Anhidrosis, A Story.

My husband got an injection in the butt.

I feel like that's a good opener.

Even better, his boss injected him.

I giggle nonstop thinking about it.

So, given that he inflamed something in his butt cheek, last night was supposed to be a light night at the gym.  I'm sort of surprised with the changes in our workouts - a year ago, we did Insanity nonstop, I ran constantly and I rode when able.  Now it's like... we're allowing ourselves to relax.
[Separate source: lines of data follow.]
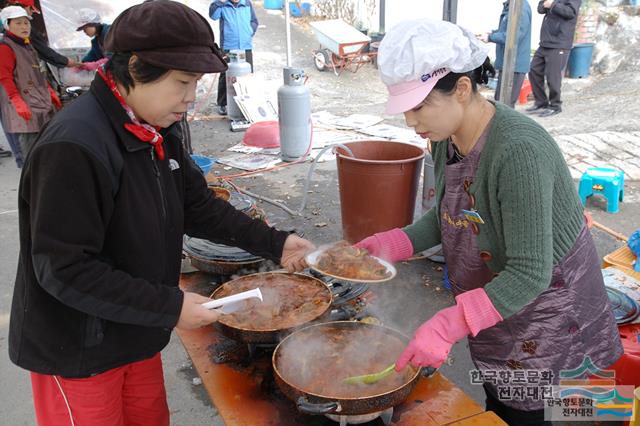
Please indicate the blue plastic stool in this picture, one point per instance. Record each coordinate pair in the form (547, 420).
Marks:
(605, 181)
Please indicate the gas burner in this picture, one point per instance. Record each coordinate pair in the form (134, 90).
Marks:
(254, 350)
(385, 416)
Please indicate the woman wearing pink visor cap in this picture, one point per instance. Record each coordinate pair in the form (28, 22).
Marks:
(523, 267)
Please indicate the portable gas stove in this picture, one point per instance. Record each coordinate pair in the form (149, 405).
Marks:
(245, 394)
(350, 302)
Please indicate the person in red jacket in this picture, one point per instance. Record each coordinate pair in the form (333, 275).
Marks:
(26, 99)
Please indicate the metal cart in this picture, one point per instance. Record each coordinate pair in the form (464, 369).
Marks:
(341, 46)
I ended up pushing some dude off the squat rack who was alternating between it and the Smith machine, so I could do my squats, overhead press and deadlift.  Woo.  Muscles.  Then it was the adductor, abductor, glute kickback, angled calf raises and the sliding leg press.  Husband doesn't want me to use the linear leg press any more because he said that the higher weights have a tendency to pop out vertebrae given the positioning of and pressure on the spine.

Learn something new every day.

As far as other world things, nothing exciting has happened.  I desperately need to buy Archie a new blanket because his little tocks and chest are sticking out of that thing I bought two years ago.  I guess he's muscled up some.  Or it shrunk.  Or I suck at purchasing blankets and have only just realized.  The sheet fits great, though!
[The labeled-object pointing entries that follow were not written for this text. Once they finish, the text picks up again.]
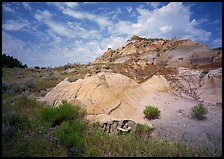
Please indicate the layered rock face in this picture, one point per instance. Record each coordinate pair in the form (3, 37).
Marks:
(143, 66)
(103, 94)
(169, 53)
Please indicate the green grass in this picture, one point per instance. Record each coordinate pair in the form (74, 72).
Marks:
(205, 71)
(151, 112)
(28, 124)
(199, 111)
(23, 133)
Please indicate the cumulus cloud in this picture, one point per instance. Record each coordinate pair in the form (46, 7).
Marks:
(69, 41)
(27, 6)
(166, 22)
(12, 25)
(8, 9)
(154, 4)
(71, 4)
(217, 43)
(101, 21)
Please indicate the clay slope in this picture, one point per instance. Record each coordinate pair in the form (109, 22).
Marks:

Speaking of His Muscled Butt (not to be confused with His Injected Butt), I started talking with L.Williams about anhidrosis (or anhydrosis) (or that non-sweating shit that fucks up everyone's lives).  I mention it on his page, but I don't think I've ever gone really in-depth about it.  I've only personally heard of one other horse who was afflicted by it, so I think we're still in the minority (SmartPak says "1 in 5 horses.").  So let me educate you on my experience.

It was a Tuesday.  I can't remember what I wore yesterday, but I remember that it was a Tuesday in the summer of 2010 and I was feeding.  I went to get Arch and immediately, immediately, knew something was wrong.  His head was as low as he could comfortably get it and he was taking huge, gasping breaths.  Then I realized that he was completely dry.

This is Georgia.  From April to September, horses are never completely dry.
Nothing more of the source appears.